WALLA WALLA, Wash. — The first time these teams met, Walla Walla coach Adam Berg’s defensive gameplan revolved around stopping Kamiakin’s Eastern Washington-bound football force Messiah Jones.
And deservedly so.
But what the Wa-Hi coach didn’t factor in was a four-inch growth spurt, 25-pound body reshape and a subsequent breakout season from Jones’ front court mate Tyler Bilodeau, who torched the Blue Devils in the season-opener and subsequently the rest of the Mid-Columbia Conference.
So Walla Walla entered Tuesday determined to not let it happen again. That was the fuel behind its shut-down 74-65 home win, Kamiakin’s first loss of the shortened spring season.
Bilodeau scored a game-high 27, but sat long stretches of the second half with foul trouble. Cornia scored a team-high 24, and had Bilodeau one-on-one as a defensive assignment. Walla Walla’s Dillon Wasser added 18 points and Jones pitched in 11 for Kamiakin.

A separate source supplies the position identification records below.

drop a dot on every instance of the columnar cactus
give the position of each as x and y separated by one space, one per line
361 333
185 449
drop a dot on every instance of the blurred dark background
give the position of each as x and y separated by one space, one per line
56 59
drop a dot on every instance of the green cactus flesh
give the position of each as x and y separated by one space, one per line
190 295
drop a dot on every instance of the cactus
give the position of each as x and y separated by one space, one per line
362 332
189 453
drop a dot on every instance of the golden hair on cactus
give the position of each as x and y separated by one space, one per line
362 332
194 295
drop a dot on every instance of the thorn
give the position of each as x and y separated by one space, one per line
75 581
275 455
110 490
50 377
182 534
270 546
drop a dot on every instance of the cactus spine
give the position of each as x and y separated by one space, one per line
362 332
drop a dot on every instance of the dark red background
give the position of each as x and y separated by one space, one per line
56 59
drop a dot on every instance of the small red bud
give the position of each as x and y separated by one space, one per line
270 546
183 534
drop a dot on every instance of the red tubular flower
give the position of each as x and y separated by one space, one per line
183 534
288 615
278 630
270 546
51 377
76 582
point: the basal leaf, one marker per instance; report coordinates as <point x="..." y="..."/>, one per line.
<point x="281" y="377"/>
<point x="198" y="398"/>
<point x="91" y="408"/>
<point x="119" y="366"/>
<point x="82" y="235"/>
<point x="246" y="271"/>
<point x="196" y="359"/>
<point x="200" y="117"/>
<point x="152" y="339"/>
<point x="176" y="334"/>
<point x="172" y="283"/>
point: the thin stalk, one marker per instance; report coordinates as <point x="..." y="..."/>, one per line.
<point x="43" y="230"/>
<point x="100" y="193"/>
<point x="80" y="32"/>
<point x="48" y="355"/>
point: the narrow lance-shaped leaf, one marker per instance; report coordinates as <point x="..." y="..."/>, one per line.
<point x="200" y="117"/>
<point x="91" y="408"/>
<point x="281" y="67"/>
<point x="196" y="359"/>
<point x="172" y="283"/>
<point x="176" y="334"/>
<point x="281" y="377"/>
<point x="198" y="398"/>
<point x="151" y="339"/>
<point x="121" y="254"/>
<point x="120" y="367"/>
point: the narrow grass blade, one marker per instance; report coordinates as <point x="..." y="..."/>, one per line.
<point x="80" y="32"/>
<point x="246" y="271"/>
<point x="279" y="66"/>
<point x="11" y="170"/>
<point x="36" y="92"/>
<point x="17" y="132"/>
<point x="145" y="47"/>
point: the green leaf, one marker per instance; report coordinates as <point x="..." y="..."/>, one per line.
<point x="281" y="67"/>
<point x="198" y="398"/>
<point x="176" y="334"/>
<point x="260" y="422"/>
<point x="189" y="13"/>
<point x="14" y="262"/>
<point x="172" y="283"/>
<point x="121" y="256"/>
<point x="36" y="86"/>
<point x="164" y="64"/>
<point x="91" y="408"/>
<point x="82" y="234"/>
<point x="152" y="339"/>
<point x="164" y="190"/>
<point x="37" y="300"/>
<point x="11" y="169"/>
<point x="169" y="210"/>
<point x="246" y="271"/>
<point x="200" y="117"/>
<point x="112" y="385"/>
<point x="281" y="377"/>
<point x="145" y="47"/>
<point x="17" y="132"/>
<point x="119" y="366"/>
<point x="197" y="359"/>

It’s circumstance, really, that Berg and the Blue Devils had to be the easel on which Bilodeau would first showcase his transformation into a true feature player.
And now, Walla Walla’s humbling 37-point loss to Kamiakin to open the season — its worst loss in more than two and a half years — is a footnote in a season which the Blue Devils are trending upward in the back half of league play.
“No state championship, but we still have the chance to cut down some nets,” Berg said.
Here are three observations from Walla Walla High School:
Michael Cornia wins battle of the bigs
Kamiakin’s front court featuring Eastern Washington-bound 6-foot-7 defensive end Messiah Jones and Bilodeau is among the state’s most imposing.
Jones is the team’s de facto leader on and off the court, Bilodeau, who averaged around 10 minutes per game as a sophomore, is one of the state’s quickly rising stars and both wield skillsets that complements one another nicely.
But on Tuesday night, a stout two-way performance from one of the MCC’s most consistent players in the last two years made all the difference.
Cornia, who has not yet decided on a college basketball destination, posted a steady offensive outing, notching 14 of his 24 points in the first quarter, mostly on one-on-one face-ups and post-ups. Berg conveyed to Cornia (17.3 points per game this season) how confident he is in his team captain’s ability to score the ball, going as far to say there aren’t many defenders who can stay with him.
Plus, teams have to factor in sending extra pressure, on account of Wa-Hi’s perimeter shooting in Whitworth-bound Jacob Coram, Diego Jaques and Wasser.
“If they go one-on-one against you, we’re going to put our money on you and see if you can get to the rack and score,” Berg told Cornia, who has gone from 42% 3-point shooter as a junior to more of a drive-heavy big. “He’s just so versatile and different. He gets the different angles. It was fun to watch him work.”
But his impact was perhaps most felt on the defensive end, where his physical play lured Bilodeau into foul trouble, keeping him off the floor for long stretches of the second half.
“That helped us out quite a bit,” Berg said. “The first game (Cornia) missed some shots he doesn’t usually miss.”
Added Bilodeau, who is averaging a near-MCC best 22.6 points per game: “He’s a really good finisher around the rim. He’s only 6-5, uses his body well and protects the ball pretty good.”
With game hanging in balance, the Blue Devils closed down the stretch
In a back-and-forth game, Wa-Hi’s ability to get a bucket down the stretch proved to be a deciding factor.
Senior guard Brandon Smith drove and scored a contested layup to put the Blue Devils up six with just under three minutes left, and Cornia scored in similar fashion to maintain that lead with 1:36 left.
Kamiakin couldn’t buy a bucket down the stretch, and junior shooting guard Diego Jacques, who finished with 12 points, iced the game at the free throw line.
“They got stops and we didn’t get stops,” Kamiakin coach Brian Meneely said. “When our shots didn’t go in, we weren’t Abel to get stops on the other end. We gotta get stops when we’re not scoring.”
This might not be the last time we see these teams play
After a regular season winner is crowned, the Mid-Columbia Conference will play a set of four-team tournaments, with the top four playing a semifinal, title and third place game on June 18-19.
Could Tuesday have been a preview of the league title game?
There’s a very good chance.
As it stands, Kamiakin and Walla Walla are locked atop the standings at 8-1, with Chiawana and Richland knotted behind them, each at 6-3 after the Riverhawks’ 73-68 win over the Bombers Tuesday night.
Tuesday night was an indicator that no matter Kamiakin’s hot start, the MCC is as tough as ever.
“We knew we had to have this one if we were going to have a chance at (a league title) during the regular season, and we’ve still got some tournament play. We’re trending in the right direction, excited about what our guys are doing. We’ll see where it takes us.”